The boy never loses his sympathy and empathy for others and these qualities exist in people who engage in social reciprocity and self-interested altruism. These are not the qualities of a nihilist.
For your first three pages, you would analyze failed theodicy in the memoir and how this failed theodicy torments Wiesel's psyche and soul, causing him to question his faith.
For your last three pages, you would explain how Wiesel's compromised or lost or evolved faith (it's up to you to decide) does not result in nihilism but has an implicity moral message.
How Would McMahon Write an Essay for Night If He Were an English 1A Student?

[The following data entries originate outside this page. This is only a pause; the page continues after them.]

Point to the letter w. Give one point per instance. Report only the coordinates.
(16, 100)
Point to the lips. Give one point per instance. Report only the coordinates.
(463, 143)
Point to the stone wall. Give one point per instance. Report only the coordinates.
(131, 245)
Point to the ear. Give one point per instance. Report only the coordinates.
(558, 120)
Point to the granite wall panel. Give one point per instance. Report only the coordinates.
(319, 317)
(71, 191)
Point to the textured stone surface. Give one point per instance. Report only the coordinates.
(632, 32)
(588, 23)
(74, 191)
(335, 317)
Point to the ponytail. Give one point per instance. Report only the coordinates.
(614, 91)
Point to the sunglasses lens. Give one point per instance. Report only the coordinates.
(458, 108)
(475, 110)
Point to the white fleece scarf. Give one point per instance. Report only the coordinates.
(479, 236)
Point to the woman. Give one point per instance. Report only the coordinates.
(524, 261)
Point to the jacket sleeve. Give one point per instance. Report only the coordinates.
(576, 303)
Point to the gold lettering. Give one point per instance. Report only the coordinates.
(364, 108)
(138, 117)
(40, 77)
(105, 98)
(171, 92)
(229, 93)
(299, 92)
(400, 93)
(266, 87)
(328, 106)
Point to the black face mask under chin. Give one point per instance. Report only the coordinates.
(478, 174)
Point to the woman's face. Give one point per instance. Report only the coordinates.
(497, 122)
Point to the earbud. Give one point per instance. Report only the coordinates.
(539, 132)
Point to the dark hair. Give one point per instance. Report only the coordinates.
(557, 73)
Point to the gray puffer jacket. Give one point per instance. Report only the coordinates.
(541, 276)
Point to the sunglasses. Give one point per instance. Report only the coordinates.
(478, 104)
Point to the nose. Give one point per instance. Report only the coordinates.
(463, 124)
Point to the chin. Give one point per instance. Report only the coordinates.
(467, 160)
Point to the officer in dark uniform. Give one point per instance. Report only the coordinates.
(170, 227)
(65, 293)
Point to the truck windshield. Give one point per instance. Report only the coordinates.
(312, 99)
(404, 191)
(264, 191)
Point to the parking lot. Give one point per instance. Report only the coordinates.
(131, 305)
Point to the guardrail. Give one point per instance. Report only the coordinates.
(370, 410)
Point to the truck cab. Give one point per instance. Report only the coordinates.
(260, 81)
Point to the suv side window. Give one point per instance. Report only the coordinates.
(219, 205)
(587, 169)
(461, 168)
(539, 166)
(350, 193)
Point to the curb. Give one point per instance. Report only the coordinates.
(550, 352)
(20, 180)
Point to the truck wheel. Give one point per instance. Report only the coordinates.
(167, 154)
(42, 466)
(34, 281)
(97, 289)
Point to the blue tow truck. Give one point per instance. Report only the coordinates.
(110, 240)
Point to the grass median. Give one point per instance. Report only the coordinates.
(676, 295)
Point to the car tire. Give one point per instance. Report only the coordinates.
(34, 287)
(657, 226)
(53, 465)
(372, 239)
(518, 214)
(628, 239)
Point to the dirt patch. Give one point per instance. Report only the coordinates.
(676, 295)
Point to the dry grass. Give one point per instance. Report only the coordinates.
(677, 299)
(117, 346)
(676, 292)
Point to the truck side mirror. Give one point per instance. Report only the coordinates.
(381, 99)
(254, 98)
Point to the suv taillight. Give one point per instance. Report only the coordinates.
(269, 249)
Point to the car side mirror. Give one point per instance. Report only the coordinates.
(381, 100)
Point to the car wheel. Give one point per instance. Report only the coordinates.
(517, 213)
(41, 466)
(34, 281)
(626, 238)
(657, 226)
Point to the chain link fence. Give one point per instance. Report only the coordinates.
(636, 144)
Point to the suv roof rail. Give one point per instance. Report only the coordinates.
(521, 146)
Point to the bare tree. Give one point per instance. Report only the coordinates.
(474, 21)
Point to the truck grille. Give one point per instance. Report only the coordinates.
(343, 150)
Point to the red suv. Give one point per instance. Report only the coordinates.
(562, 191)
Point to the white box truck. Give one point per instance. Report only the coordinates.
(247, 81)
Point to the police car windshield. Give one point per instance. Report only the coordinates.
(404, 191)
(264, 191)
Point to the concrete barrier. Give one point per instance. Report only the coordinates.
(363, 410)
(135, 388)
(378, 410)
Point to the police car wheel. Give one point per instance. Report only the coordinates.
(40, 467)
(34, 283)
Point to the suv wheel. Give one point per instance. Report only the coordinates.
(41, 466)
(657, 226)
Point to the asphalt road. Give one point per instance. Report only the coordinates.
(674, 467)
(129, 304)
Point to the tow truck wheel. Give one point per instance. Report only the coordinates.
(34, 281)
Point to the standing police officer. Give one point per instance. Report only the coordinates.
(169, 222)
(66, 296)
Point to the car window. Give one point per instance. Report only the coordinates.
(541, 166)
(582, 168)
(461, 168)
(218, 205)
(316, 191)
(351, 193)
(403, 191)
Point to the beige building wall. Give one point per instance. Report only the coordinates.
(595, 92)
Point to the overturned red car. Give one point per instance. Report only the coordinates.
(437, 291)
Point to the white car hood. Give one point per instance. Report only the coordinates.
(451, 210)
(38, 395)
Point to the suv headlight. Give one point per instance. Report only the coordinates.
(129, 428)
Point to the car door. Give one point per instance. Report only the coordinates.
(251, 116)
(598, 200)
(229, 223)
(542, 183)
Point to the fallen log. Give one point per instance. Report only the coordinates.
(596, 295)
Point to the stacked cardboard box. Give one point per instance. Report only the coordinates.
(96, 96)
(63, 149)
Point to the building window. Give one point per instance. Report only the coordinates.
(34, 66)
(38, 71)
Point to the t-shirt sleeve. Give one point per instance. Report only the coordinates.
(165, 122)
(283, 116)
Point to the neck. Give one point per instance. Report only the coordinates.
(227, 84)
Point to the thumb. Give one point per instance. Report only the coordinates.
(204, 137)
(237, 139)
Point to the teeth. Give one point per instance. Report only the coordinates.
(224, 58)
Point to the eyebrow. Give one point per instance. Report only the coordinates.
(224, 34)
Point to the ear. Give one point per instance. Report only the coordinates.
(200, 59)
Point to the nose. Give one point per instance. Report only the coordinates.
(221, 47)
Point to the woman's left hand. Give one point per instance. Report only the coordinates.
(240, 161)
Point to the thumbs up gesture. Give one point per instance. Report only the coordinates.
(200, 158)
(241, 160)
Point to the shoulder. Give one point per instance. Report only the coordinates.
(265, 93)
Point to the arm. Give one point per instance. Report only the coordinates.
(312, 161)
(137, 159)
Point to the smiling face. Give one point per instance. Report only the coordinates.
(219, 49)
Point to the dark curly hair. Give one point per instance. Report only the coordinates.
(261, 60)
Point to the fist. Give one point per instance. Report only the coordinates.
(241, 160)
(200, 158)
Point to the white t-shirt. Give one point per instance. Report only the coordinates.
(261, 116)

I would probably do one of these two strategies:
Thesis One:
While clearly the God of Wiesel's childhood failed him completely, his book Night is not a book of nihilism and despair. To the contrary, Night is a moral force evidenced in four powerful ways. First, as a powerful narrative, the memoir offers first-hand testimony, which is crucial for us to remember the Holocaust, an antidote to forgetting. Second, Wiesel's book evidences a desire to prevent us from being apathetic but to be vigilent about the possibility of this type of evil recurring. Third, Night contradicts those anti-Jewish Holocaust deniers who assert their pseudo-history on the world. And finally, Wiesel's book offers testimony that evil can exist on a grand scale that cannot be defined or explained away by psychology and science.
Thesis Two:
My research into the various explanations for the evil behind Hitler and Nazism has made me conclude that the use of science and pyschology to explain evil in fact denies evil and as such is harmful for our understanding evil. The scientific and psychological explanations are wrong for several reasons, not the least of which are they are compelled by the fear to look at raw evil in the face; they are often influenced by the arrogance of science and psychology that thinks it can come up with an explanation for all things, including evil; they often resort to absurd over simplifications to come up with their explanations; and perhaps worst of all their explanations often implicitly excuse the evil behavior by, one, arguing that no behavior can be truly evil (but simply misguided) and that, two, this misguided behavior is born from victimization so that we portray the evil doers as victims of forces they cannot control.